Here's a breakdown of amendments by category... feel free to break them down in other ways:

INDIVIDUAL & STATES RIGHTS: 1-10 plus 13th, 14th

FINE TUNING THE CONSTITUTION: 11th, 12th, 16th, 20th, 22ed, 25th, 27th

PROHIBITION & REPEAL: 18th, 21st

EXPANDING VOTING RIGHTS: 15th, 19th, 24th, 26th

MAKING THE CONSTITUTION MORE DEMOCRATIC: 17th, 23ed

The first ten amendments, aka The Bill Of Rights, were demanded by the states as the price of ratification. So that leaves 17 amendments over 223 years or one amendment every 13 years.
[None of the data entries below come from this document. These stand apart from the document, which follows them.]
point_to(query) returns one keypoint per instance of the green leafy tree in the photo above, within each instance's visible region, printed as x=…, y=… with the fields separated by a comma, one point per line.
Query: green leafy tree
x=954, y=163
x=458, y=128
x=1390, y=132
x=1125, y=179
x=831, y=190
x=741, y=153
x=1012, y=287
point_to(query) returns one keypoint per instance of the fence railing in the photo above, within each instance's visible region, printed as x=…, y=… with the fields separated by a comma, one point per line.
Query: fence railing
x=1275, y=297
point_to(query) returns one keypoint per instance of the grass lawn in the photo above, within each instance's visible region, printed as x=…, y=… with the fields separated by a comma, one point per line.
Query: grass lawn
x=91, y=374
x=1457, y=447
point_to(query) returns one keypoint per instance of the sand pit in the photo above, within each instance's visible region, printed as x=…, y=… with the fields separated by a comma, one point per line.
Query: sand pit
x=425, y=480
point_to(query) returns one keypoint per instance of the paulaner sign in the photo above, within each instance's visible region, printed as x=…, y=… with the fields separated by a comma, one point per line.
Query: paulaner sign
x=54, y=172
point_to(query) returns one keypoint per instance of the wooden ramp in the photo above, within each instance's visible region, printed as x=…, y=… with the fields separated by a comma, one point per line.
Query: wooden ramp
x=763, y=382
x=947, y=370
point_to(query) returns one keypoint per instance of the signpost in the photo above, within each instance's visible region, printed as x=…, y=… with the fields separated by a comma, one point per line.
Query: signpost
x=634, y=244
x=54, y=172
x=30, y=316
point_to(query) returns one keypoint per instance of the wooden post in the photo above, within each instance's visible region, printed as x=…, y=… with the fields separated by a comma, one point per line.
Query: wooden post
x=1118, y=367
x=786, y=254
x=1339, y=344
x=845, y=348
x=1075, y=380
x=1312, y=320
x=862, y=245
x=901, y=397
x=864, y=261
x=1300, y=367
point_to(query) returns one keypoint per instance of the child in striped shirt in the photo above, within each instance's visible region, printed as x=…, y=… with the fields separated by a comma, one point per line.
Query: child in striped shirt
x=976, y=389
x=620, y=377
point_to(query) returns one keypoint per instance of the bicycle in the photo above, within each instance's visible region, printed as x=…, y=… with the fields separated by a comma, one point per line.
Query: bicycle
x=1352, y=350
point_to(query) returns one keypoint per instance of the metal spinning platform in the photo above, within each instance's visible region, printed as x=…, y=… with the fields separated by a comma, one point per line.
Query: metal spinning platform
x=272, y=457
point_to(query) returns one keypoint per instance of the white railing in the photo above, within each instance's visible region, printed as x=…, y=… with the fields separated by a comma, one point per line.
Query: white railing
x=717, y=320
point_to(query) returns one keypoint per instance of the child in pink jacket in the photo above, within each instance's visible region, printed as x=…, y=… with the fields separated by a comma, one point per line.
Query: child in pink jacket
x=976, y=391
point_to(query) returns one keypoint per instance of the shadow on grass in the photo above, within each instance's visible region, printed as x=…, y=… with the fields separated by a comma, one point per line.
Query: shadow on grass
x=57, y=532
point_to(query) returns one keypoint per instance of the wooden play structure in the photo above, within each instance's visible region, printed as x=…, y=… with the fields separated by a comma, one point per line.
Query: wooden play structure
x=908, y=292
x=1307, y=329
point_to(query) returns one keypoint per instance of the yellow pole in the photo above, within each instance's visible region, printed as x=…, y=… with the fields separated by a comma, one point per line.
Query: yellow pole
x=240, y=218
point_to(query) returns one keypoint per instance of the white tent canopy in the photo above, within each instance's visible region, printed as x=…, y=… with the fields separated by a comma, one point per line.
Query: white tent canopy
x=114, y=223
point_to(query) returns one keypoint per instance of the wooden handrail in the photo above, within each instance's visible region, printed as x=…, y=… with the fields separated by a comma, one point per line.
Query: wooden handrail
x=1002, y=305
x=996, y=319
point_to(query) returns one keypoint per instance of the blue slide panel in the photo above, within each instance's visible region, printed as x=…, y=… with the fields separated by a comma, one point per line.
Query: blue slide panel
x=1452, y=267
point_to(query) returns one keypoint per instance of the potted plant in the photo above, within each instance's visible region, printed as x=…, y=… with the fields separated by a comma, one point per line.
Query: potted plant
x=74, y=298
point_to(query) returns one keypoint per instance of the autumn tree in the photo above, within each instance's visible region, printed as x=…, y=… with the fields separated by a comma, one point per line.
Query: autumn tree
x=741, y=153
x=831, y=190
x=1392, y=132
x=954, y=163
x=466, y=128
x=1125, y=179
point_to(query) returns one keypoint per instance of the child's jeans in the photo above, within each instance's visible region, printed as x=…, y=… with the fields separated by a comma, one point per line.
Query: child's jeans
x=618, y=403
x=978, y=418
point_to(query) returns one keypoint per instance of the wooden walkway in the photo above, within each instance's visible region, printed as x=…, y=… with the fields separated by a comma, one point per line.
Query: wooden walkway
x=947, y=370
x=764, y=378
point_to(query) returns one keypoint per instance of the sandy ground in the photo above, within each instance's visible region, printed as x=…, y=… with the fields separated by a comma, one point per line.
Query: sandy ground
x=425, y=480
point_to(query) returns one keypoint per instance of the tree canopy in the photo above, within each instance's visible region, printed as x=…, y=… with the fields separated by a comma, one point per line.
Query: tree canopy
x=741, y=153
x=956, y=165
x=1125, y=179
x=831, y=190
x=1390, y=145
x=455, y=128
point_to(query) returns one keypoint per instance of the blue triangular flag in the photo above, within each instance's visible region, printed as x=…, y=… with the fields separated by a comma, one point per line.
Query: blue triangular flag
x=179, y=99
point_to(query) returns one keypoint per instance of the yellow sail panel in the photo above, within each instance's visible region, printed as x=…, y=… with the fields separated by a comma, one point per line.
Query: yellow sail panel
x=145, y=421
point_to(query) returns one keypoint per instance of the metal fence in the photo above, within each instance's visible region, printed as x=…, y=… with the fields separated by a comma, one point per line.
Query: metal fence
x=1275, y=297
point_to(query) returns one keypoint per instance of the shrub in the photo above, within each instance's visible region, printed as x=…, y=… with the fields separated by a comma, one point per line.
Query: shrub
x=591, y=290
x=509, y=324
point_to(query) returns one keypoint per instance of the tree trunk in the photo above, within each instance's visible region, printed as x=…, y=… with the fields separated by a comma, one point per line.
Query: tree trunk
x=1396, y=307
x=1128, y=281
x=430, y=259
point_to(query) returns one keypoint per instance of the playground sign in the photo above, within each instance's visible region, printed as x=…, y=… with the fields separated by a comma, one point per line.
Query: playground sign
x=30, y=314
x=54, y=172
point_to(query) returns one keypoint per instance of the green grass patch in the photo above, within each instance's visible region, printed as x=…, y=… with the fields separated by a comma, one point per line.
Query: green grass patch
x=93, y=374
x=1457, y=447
If we take away the 7 that I've put into the "FINE TUNING" category that leaves 10 amendments over 223 years or one, on average, every 22.3 years. These amendments cover things like presidential terms etc.

Take away Prohibition and its repeal... that leaves 8 amendments over 223 years giving us one amendment averaging about every 28 years.

That leaves 6 amendments that in some way make the Constitution more democratic... that gives us one amendment every 36 years. These amendments fall into two categories.

The first category is expanding the vote to groups who arguably should NEVER have been denied it: slaves (15th), women (19th), those who can't afford a poll tax (24th) and 18 year olds (26th).

The second category deals with some aspect of the antidemocratic structure of the Constitution itself. Here we have but TWO amendments... giving us ONE reform amendment, on average, every 111 years. Those reforms were allowing direct vote for the Senate... and giving EC votes to those in Washington DC. Given how antidemocratic the Constitution is, those reforms are minor tweaks.

The sad reality is NONE of those 27 amendments to date have reformed ANY of the core antidemocratic features of the Constitution all of which are connected with the antidemocratic concept of state suffrage... the EC, the Senate, the exclusive powers of the Senate to ratify judicial nominees or treaties, the amendment process, etc.

That's ZERO serious reform amendments in 223 years!